MFN2 Plays a Distinct Role from MFN1 in Regulating Spermatogonial Differentiation

Although mitochondrial morphology is well-known for its role in cellular homeostasis, there is surprisingly little knowledge on whether mitochondrial remodeling is required for postnatal germ cell development. In this study, we investigated the functions of MFN1 and MFN2, two GTPases in mitochondrial fusion, during early spermatogenesis. We observed increased MFN expressions along with increased mitochondrial and endoplasmic reticulum (ER) activities during spermatogonial differentiation. Deletion of either Mfn led to DNA oxidation and apoptosis specifically in differentiating spermatogonia and spermatocytes, which in turn caused male infertility.

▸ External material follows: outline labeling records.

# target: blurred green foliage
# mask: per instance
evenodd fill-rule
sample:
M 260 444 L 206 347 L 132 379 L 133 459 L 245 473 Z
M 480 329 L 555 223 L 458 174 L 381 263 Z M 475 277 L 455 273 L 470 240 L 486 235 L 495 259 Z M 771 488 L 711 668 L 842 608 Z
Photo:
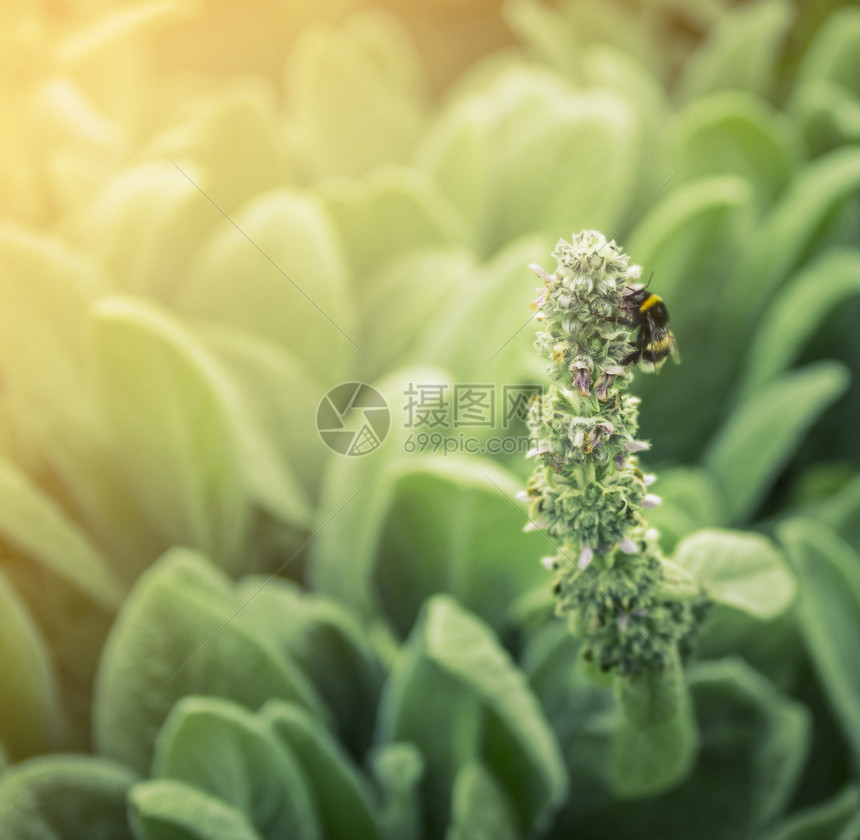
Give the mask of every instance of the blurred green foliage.
M 857 8 L 3 14 L 4 838 L 860 837 Z M 683 355 L 671 714 L 551 620 L 522 457 L 404 452 L 410 383 L 541 381 L 525 266 L 586 227 Z

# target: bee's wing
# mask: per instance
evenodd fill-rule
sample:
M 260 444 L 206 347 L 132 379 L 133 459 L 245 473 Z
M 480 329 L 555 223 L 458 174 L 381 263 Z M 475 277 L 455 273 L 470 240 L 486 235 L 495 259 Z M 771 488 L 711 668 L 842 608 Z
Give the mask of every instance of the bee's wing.
M 666 328 L 666 332 L 669 333 L 669 341 L 671 342 L 672 347 L 672 358 L 677 364 L 681 364 L 681 351 L 678 349 L 678 340 L 675 338 L 675 333 L 673 333 L 668 327 Z

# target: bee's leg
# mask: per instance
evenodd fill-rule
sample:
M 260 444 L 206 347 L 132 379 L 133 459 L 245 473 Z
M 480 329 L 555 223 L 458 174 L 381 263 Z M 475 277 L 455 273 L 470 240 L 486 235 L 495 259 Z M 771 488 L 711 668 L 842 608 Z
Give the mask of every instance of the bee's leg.
M 637 362 L 642 360 L 642 350 L 643 345 L 645 344 L 645 331 L 639 330 L 636 333 L 636 349 L 633 352 L 628 353 L 622 360 L 622 365 L 635 365 Z
M 610 324 L 623 324 L 625 327 L 635 327 L 636 324 L 629 318 L 621 318 L 617 315 L 609 315 L 601 318 L 602 321 L 609 321 Z
M 638 348 L 634 350 L 632 353 L 628 353 L 622 360 L 622 365 L 635 365 L 642 359 L 642 351 Z

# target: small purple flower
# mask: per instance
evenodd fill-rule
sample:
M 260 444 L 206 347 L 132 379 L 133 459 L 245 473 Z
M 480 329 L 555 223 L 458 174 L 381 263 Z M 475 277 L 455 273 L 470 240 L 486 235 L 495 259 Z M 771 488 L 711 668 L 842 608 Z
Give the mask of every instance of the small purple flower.
M 540 279 L 543 280 L 544 283 L 552 283 L 553 280 L 555 280 L 555 277 L 553 277 L 551 274 L 547 274 L 546 271 L 537 263 L 529 263 L 529 268 L 535 274 L 537 274 L 537 276 L 540 277 Z
M 624 368 L 620 365 L 609 365 L 603 373 L 597 379 L 597 384 L 594 386 L 594 393 L 597 395 L 597 399 L 605 400 L 608 393 L 609 388 L 612 385 L 612 381 L 616 376 L 620 376 L 624 373 Z
M 594 559 L 594 551 L 590 549 L 588 546 L 582 549 L 579 552 L 579 563 L 577 564 L 581 571 L 585 571 L 588 568 L 589 563 Z
M 583 397 L 591 396 L 591 370 L 587 362 L 574 362 L 571 365 L 573 369 L 573 384 L 579 389 L 579 393 Z

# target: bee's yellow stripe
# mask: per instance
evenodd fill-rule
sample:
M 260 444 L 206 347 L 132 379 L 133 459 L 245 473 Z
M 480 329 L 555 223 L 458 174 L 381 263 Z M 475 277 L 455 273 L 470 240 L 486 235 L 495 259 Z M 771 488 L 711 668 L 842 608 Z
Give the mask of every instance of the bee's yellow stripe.
M 674 344 L 674 337 L 666 335 L 658 338 L 657 341 L 649 341 L 648 344 L 645 345 L 645 349 L 654 353 L 662 353 L 664 351 L 669 352 Z

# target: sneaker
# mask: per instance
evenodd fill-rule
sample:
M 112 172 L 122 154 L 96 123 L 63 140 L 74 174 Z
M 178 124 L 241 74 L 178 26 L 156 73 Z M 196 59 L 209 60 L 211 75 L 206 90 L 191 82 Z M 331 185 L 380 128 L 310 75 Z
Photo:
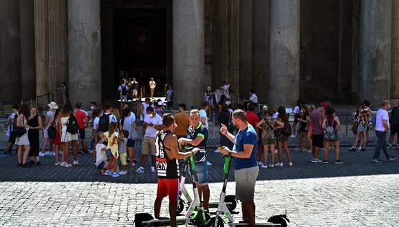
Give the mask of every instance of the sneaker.
M 320 162 L 321 162 L 321 160 L 319 160 L 319 158 L 312 158 L 310 160 L 310 162 L 314 162 L 314 163 L 320 163 Z
M 396 159 L 396 157 L 391 156 L 391 158 L 388 158 L 388 161 L 393 161 Z
M 144 167 L 140 166 L 135 172 L 136 173 L 144 173 Z

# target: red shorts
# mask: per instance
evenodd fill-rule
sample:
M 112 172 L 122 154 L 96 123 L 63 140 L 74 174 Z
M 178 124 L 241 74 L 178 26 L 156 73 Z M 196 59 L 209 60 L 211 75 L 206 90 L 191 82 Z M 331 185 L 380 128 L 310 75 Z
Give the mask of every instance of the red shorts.
M 177 202 L 179 199 L 179 179 L 158 178 L 157 197 L 169 196 L 170 202 Z

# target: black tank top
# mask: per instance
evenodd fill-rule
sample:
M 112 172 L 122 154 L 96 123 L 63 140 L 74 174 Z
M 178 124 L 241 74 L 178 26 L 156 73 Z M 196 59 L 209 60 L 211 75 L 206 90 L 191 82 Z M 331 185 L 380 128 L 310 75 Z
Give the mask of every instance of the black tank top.
M 175 158 L 169 160 L 165 152 L 171 152 L 164 145 L 164 140 L 170 131 L 160 131 L 155 135 L 155 156 L 158 177 L 162 179 L 176 179 L 179 176 L 179 165 Z

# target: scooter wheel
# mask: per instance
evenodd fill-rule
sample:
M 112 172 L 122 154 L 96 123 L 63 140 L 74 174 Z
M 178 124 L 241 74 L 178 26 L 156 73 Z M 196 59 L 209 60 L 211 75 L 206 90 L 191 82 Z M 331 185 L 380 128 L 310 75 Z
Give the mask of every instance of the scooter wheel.
M 213 217 L 206 222 L 206 227 L 224 227 L 224 224 L 222 219 L 219 219 L 217 221 L 217 226 L 215 225 L 216 222 L 216 217 Z
M 184 209 L 184 202 L 182 199 L 179 199 L 179 202 L 177 203 L 177 215 L 180 215 L 182 211 Z
M 269 217 L 268 222 L 272 222 L 272 224 L 279 224 L 281 227 L 287 227 L 287 221 L 283 217 L 279 215 L 274 215 Z
M 226 203 L 231 203 L 231 206 L 227 207 L 230 212 L 232 212 L 237 208 L 237 199 L 235 199 L 235 195 L 226 195 L 224 197 L 224 202 Z

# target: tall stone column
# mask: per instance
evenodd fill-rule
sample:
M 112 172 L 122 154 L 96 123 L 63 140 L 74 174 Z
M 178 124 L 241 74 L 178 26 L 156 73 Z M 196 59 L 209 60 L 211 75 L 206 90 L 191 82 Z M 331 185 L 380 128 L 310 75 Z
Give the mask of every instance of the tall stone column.
M 173 103 L 200 108 L 204 95 L 204 1 L 175 0 L 172 7 Z
M 268 103 L 292 105 L 299 97 L 299 0 L 270 0 Z
M 0 0 L 0 75 L 3 100 L 19 100 L 21 34 L 19 1 Z
M 391 98 L 399 99 L 399 1 L 392 1 Z
M 32 0 L 19 0 L 21 21 L 21 81 L 23 99 L 36 96 L 34 6 Z
M 87 108 L 101 98 L 100 0 L 68 0 L 69 98 Z
M 359 100 L 389 99 L 392 1 L 360 1 Z
M 48 8 L 47 0 L 35 0 L 34 41 L 36 55 L 36 95 L 41 105 L 50 101 L 48 70 Z M 43 96 L 45 95 L 45 96 Z

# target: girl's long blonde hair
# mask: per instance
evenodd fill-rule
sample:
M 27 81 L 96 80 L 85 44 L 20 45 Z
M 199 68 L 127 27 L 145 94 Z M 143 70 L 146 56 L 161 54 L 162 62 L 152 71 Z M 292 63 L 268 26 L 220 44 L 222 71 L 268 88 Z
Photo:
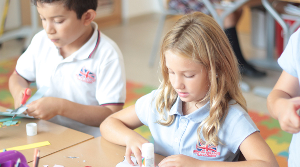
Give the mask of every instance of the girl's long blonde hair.
M 168 113 L 178 97 L 171 84 L 166 64 L 165 54 L 168 51 L 192 59 L 206 68 L 210 86 L 202 101 L 210 101 L 210 112 L 209 116 L 199 125 L 198 136 L 199 140 L 204 142 L 200 136 L 202 129 L 206 144 L 218 145 L 220 141 L 218 134 L 227 115 L 229 101 L 235 100 L 248 111 L 240 85 L 241 77 L 238 60 L 227 36 L 212 17 L 195 12 L 181 18 L 164 37 L 160 50 L 162 78 L 156 108 L 160 114 L 158 122 L 166 126 L 171 125 L 175 120 L 175 116 Z

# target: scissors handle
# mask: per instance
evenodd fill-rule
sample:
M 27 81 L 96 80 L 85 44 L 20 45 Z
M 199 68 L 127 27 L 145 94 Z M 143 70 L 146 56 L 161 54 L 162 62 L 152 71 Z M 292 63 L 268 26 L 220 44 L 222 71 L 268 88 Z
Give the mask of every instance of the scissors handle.
M 30 95 L 27 95 L 27 91 L 29 89 L 29 88 L 26 88 L 25 90 L 25 93 L 24 93 L 24 96 L 23 96 L 23 100 L 22 100 L 22 102 L 21 103 L 24 105 L 26 104 L 26 101 L 28 100 L 28 98 L 30 96 Z

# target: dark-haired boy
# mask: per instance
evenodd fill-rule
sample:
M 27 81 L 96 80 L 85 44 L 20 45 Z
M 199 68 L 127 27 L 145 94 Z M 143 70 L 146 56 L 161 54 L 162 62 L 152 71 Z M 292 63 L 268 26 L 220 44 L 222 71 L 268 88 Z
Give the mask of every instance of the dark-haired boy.
M 50 88 L 26 112 L 95 137 L 104 119 L 123 107 L 126 78 L 117 45 L 92 22 L 98 0 L 34 0 L 44 30 L 10 79 L 15 107 L 32 82 Z

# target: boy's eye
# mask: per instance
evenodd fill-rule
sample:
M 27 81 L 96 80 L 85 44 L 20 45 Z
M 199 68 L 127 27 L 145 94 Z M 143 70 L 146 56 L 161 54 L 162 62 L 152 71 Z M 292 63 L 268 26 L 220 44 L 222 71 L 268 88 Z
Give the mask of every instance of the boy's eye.
M 54 21 L 56 24 L 61 24 L 64 22 L 64 21 Z

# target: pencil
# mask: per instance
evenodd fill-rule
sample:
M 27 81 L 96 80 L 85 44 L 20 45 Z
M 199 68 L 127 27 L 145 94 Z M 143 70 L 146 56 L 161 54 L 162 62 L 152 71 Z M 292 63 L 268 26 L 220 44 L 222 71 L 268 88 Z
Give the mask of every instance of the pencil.
M 32 167 L 36 167 L 36 157 L 38 156 L 38 149 L 36 148 L 34 149 L 34 166 Z
M 20 164 L 21 164 L 21 159 L 20 158 L 18 159 L 18 161 L 16 162 L 16 167 L 20 167 Z
M 36 166 L 34 167 L 38 167 L 38 161 L 40 161 L 40 150 L 38 150 L 38 156 L 36 156 Z

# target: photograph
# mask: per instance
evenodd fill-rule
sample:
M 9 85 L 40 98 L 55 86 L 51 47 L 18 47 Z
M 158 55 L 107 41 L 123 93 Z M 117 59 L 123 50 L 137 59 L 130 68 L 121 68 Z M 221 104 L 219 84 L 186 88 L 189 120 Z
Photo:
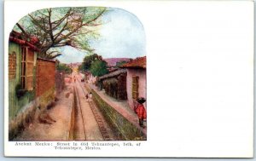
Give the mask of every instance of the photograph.
M 9 141 L 146 141 L 145 45 L 121 9 L 24 15 L 9 38 Z

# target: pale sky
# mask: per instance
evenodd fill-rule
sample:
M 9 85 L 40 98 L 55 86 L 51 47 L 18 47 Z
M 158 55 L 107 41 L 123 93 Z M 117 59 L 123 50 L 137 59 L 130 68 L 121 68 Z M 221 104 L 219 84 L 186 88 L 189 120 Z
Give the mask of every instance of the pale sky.
M 100 38 L 91 42 L 95 53 L 103 58 L 136 58 L 144 56 L 145 33 L 139 20 L 123 9 L 110 9 L 103 15 Z M 72 47 L 64 47 L 57 59 L 63 63 L 82 62 L 87 55 Z

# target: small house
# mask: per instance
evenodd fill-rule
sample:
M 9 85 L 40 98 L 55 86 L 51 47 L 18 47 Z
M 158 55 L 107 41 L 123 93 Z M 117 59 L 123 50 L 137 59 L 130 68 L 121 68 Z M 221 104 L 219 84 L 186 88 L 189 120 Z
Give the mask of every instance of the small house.
M 45 109 L 55 96 L 55 61 L 38 57 L 35 40 L 14 31 L 9 35 L 9 140 L 32 122 L 37 107 Z
M 97 86 L 104 89 L 107 95 L 117 99 L 126 100 L 126 69 L 119 69 L 99 77 Z
M 127 69 L 127 99 L 130 107 L 133 109 L 136 99 L 147 99 L 146 56 L 136 58 L 121 67 Z

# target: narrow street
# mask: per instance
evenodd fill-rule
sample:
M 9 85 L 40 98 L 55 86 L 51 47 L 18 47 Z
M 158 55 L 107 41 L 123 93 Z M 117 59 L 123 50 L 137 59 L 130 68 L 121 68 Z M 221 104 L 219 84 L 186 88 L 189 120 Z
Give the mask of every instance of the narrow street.
M 75 125 L 74 140 L 103 141 L 113 140 L 113 134 L 104 120 L 102 115 L 94 104 L 92 99 L 86 100 L 89 92 L 81 83 L 79 74 L 73 74 L 76 78 L 73 83 L 75 93 Z
M 92 99 L 86 100 L 85 95 L 89 95 L 89 92 L 81 83 L 79 74 L 73 72 L 70 78 L 72 82 L 67 83 L 67 88 L 61 93 L 55 106 L 46 112 L 46 115 L 55 122 L 42 123 L 38 119 L 38 115 L 36 115 L 33 123 L 15 140 L 117 140 Z M 72 103 L 73 99 L 74 105 Z M 74 113 L 73 118 L 72 118 L 72 109 Z M 73 125 L 71 122 L 73 122 Z

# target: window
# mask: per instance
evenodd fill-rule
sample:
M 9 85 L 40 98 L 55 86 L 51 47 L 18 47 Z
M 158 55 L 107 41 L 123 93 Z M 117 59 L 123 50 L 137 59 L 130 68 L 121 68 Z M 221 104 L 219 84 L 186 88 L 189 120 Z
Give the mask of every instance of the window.
M 28 47 L 21 48 L 21 87 L 33 89 L 34 53 Z
M 137 99 L 138 98 L 138 79 L 137 76 L 132 77 L 132 98 Z

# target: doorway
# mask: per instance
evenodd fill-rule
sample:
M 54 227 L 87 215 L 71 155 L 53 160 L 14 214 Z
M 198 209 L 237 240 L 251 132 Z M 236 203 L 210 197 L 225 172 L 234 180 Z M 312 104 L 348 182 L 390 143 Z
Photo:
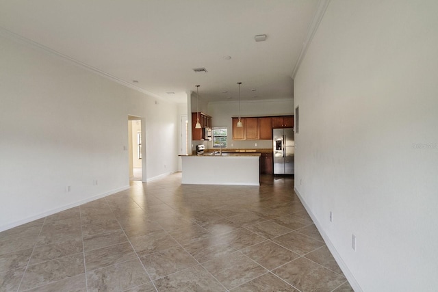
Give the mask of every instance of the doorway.
M 129 180 L 142 181 L 143 176 L 142 120 L 128 116 Z

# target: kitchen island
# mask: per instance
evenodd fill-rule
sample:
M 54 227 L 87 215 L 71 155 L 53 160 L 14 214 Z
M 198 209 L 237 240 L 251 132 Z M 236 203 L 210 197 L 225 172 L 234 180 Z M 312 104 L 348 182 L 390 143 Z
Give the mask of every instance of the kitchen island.
M 260 153 L 181 155 L 182 183 L 260 185 Z

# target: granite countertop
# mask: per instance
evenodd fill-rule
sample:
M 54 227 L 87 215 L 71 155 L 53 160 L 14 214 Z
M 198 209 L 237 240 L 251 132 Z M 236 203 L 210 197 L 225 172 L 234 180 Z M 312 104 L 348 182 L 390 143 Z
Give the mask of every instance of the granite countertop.
M 192 154 L 187 155 L 178 155 L 178 156 L 220 156 L 216 154 L 213 155 L 214 152 L 220 152 L 220 148 L 211 148 L 206 149 L 204 151 L 204 154 L 202 155 L 198 155 L 196 152 Z M 235 149 L 235 148 L 222 148 L 222 156 L 260 156 L 261 153 L 272 153 L 272 148 L 259 148 L 259 149 Z

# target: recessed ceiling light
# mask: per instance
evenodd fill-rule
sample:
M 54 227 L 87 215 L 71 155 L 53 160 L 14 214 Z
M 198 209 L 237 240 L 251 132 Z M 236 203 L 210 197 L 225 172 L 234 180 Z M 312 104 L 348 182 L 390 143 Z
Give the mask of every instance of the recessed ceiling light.
M 254 36 L 254 39 L 256 42 L 264 42 L 266 40 L 266 34 L 257 34 Z

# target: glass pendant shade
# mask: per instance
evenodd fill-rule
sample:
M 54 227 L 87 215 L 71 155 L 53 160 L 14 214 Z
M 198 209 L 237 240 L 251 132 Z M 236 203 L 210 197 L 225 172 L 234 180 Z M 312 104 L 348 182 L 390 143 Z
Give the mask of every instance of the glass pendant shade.
M 242 84 L 242 82 L 237 82 L 237 84 L 239 85 L 239 122 L 237 122 L 237 124 L 236 126 L 238 128 L 241 128 L 244 127 L 242 121 L 240 121 L 240 84 Z
M 201 85 L 195 85 L 196 87 L 196 118 L 197 118 L 197 120 L 196 120 L 196 124 L 194 125 L 194 128 L 195 129 L 201 129 L 201 124 L 199 123 L 199 108 L 198 108 L 198 103 L 199 103 L 199 94 L 198 93 L 198 90 L 199 89 L 199 86 Z

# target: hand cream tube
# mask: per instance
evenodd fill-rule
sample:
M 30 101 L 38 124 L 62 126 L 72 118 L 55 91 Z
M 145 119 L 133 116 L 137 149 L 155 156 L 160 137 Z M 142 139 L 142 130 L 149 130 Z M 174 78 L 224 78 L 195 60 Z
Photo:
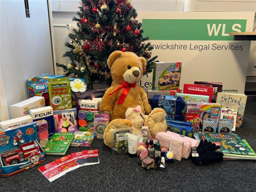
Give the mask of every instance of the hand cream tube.
M 137 147 L 139 143 L 139 137 L 137 135 L 128 133 L 128 155 L 131 157 L 137 156 Z

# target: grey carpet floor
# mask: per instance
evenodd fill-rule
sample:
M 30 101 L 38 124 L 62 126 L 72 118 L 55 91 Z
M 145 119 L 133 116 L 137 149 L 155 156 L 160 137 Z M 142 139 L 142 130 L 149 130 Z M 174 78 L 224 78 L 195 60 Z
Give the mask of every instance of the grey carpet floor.
M 243 128 L 235 132 L 256 149 L 256 101 L 248 101 Z M 100 163 L 85 166 L 49 182 L 38 170 L 42 165 L 9 178 L 0 176 L 0 192 L 255 192 L 256 161 L 225 160 L 195 166 L 190 159 L 167 163 L 153 172 L 140 168 L 138 158 L 114 155 L 103 141 L 90 148 L 71 147 L 68 154 L 99 150 Z M 59 158 L 47 156 L 44 164 Z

We further found MFN2 regulated spermatogenesis by modulating both mitochondrial and ER functions, a mechanism distinct from that of MFN1. Defects of germ cell development in MFN2 mutants were corrected by MFN2 at either mitochondria or ER but not by MFN1. Our study thus reveals an essential requirement of MFN-mediated mitochondrial and ER coordination in spermatogenesis, providing critical insights into mitochondrial determinants of male fertility. [Display omitted] •Mitochondrial and ER activities increase during spermatogonial differentiation•Mfn deletions specifically impair differentiating spermatogonia and spermatocytes•MFN2 impacts male fertility via regulating mitochondrial fusion and ER homeostasis•MFN2 functions non-redundantly from MFN1 in spermatogenesis In this article, Wang and colleagues show that MFN1 and MFN2 are both required for spermatogenesis and proper male fertility. These authors further demonstrate that MFN2 plays a distinct role from MFN1 through regulating both mitochondrial and ER functions during spermatogonial differentiation and meiosis.